Not too far away, two grandmothers, Lyubov Chernekova and Elena Kovalenko, rest in the chilly sunshine on a bench after crossing the border minutes earlier. They spent 10 days on the road, escaping from their village in the Kharkiv region of eastern Ukraine.
The women say they hid for days in a basement without food and electricity during the Russian bombardment, deciding to flee with just two plastic bags. One contained lifesaving insulin for Chernekova, 69.
“We had a few hours where they did not shell us, so we just grabbed what we could,” Kovalenko, 73, said.
They crossed the border after meeting up in Lviv in western Ukraine with their granddaughter Sofiia, who escaped earlier with her 7-year-old spitz, Tosya.
It is Kovalenko’s birthday, but she is in no mood to celebrate.
“We just want this to end,” she said.
Kristina Mirzoieva, 18, who crossed alone, cannot stop her tears as she wheels her black suitcase down the paved pathway leading out of the checkpoint.
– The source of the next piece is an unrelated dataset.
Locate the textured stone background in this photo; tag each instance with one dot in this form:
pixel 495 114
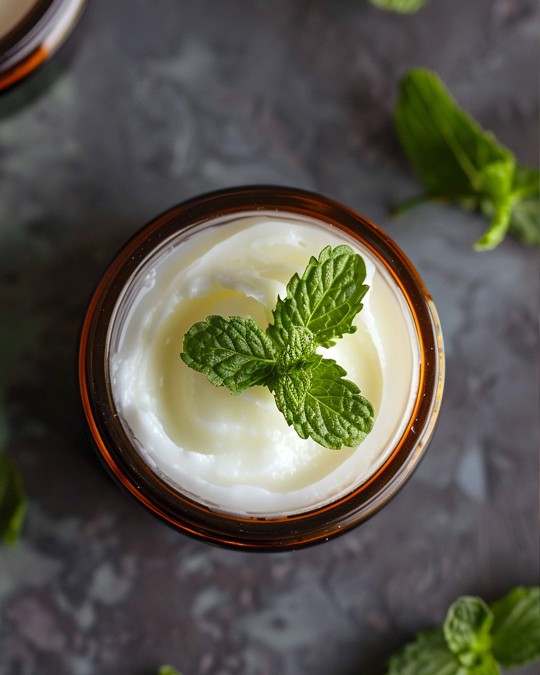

She traveled 25 hours on a crammed train from Kharkiv, an eastern city that has been badly shelled by the Russian forces, to Lviv. From there she got to the border.
Like all men of conscription age, her father, Dmytro, was not allowed to leave the country, and her mother, Iryna, refused to leave him behind.
“I didn’t want to go,” she added, sitting on a bench to warm up by a barrel with burning logs.
“I have cried ever since I left — on the train, in Lviv and then as I crossed the border, I totally lost it,” said Mirzoieva, a university student who studied tourism before the war started. She is hoping to reach Warsaw, the Polish capital, and then go to Portugal, where she has a distant relative.
But it’s not where her heart is. Mirzoieva is resolute — as soon as the fighting is over, she is heading back to Ukraine.
“I just want to go back home, sleep in my own bed again and hug my parents,” she said, her voice breaking.